Did any one attend one and could recommend a place? Out of the way, in a village... Whatever made it special.
Thanks!
2
It's more of a tourist show now than a way to actually drink tea. It's not about enjoying good tea.The three kinds of tea which are served symbolize different stages of life. The first is bitter, meaning you must invest hard work. The second is sweet, indicating your hard work paying off. The third tastes of ash, and its name is a play on words, that in Chinese, more or less means remembering those good days that are now past.
3
I have quite a few Chinese friends, just not from this part of China... I'm still trying to decide where to go in the Dali area and this could have helped me decide. I'll never pass for Chinese, so I'll probably be targeted by "tourist seekers"...I guess I can also do it the other way around: decide where to go, and then look for a good place to enjoy the ceremony...
4
This tea ceremony is not a big deal. I wouldn't go out of my way to experience it.I've just stumbled into it twice over the years when it was done as a brief preamble to a performance of song and dance somewhere in Dali (don't remember the exact spots.)

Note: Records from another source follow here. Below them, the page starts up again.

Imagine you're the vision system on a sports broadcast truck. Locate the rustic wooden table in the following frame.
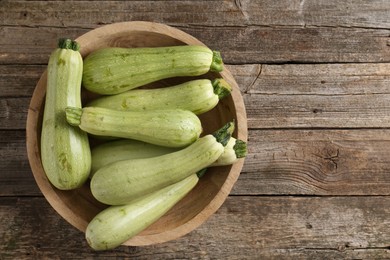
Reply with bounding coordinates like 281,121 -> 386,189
0,0 -> 390,259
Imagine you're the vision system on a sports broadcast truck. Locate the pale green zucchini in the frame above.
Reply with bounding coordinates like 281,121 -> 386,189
90,123 -> 234,205
83,45 -> 223,95
90,139 -> 179,177
65,107 -> 202,147
90,137 -> 247,177
41,39 -> 91,190
210,137 -> 247,166
85,174 -> 199,250
87,79 -> 232,115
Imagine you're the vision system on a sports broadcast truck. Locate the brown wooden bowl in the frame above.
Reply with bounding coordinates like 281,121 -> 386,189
26,22 -> 247,246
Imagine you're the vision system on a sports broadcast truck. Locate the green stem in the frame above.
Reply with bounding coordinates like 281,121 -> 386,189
233,139 -> 248,158
196,168 -> 207,179
210,51 -> 223,72
211,78 -> 232,99
213,121 -> 234,146
58,38 -> 80,51
65,107 -> 83,126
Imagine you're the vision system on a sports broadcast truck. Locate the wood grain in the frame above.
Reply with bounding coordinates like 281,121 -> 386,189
0,129 -> 390,196
0,26 -> 390,64
0,0 -> 390,259
0,63 -> 390,129
0,196 -> 390,259
2,0 -> 390,28
233,129 -> 390,196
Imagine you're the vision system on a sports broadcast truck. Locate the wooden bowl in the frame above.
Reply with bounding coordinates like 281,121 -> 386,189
26,22 -> 247,246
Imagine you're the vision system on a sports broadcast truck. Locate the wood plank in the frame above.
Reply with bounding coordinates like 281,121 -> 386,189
0,196 -> 390,259
0,131 -> 42,196
238,63 -> 390,128
0,97 -> 30,130
1,0 -> 390,28
0,65 -> 46,97
5,129 -> 390,196
0,63 -> 390,129
0,26 -> 390,64
232,129 -> 390,196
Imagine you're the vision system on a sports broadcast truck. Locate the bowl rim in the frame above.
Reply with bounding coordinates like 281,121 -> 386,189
26,21 -> 248,246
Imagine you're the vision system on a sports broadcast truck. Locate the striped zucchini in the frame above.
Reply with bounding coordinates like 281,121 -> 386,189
65,107 -> 202,147
83,45 -> 223,95
90,123 -> 234,205
41,39 -> 91,190
87,79 -> 232,115
85,174 -> 199,250
91,137 -> 247,177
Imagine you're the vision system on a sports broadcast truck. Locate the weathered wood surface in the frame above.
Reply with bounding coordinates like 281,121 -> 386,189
0,196 -> 390,259
0,0 -> 390,259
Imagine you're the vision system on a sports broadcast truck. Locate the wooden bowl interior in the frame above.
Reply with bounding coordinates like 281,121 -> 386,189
27,23 -> 246,245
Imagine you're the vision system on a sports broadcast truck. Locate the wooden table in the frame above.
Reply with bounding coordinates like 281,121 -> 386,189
0,0 -> 390,259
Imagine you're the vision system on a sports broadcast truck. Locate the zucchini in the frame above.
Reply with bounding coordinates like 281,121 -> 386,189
41,39 -> 91,190
65,107 -> 202,147
211,137 -> 247,166
90,137 -> 247,177
90,139 -> 178,177
90,123 -> 234,205
85,174 -> 199,250
83,45 -> 223,95
87,79 -> 232,115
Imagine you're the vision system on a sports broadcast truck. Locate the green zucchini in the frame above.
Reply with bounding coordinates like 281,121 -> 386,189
211,137 -> 247,166
83,45 -> 223,95
91,137 -> 247,177
41,39 -> 91,190
65,107 -> 202,147
87,79 -> 232,115
90,123 -> 234,205
85,174 -> 199,250
91,139 -> 178,177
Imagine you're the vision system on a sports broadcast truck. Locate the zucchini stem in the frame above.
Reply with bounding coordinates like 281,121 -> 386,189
233,139 -> 248,158
196,168 -> 207,179
210,51 -> 223,72
65,107 -> 83,126
211,78 -> 232,99
212,121 -> 234,146
58,38 -> 80,51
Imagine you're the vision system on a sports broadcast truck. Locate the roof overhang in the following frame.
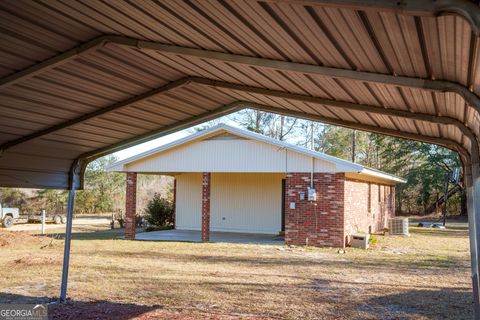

Tasting tea in a tea store is more fun, and it's free. They grow some good red ("black") tea 红茶 in the Dali area, but it's off season now. The best of it is picked and processed in the spring of the year.
5
#2: Yes, that's what I read and I'd really like to enjoy a real one, not just a tourist show... Saying that I like tea is just to say that: "I like tea" + "some interesting cultural thing about tea" = "I'd like to see/try it". I have no doubt that I'll be able to simply enjoy a good cup of tea (in a part of China where they actually grow tea ^^).What I meant was more "Can I take part in one, some place where they do it because it's their custom?" Even if I have to pay for it (after all, I a stranger, why should they give me anything for free?), as long as it is somewhere they would really do it (for friends, family...), not only as a show for tourists.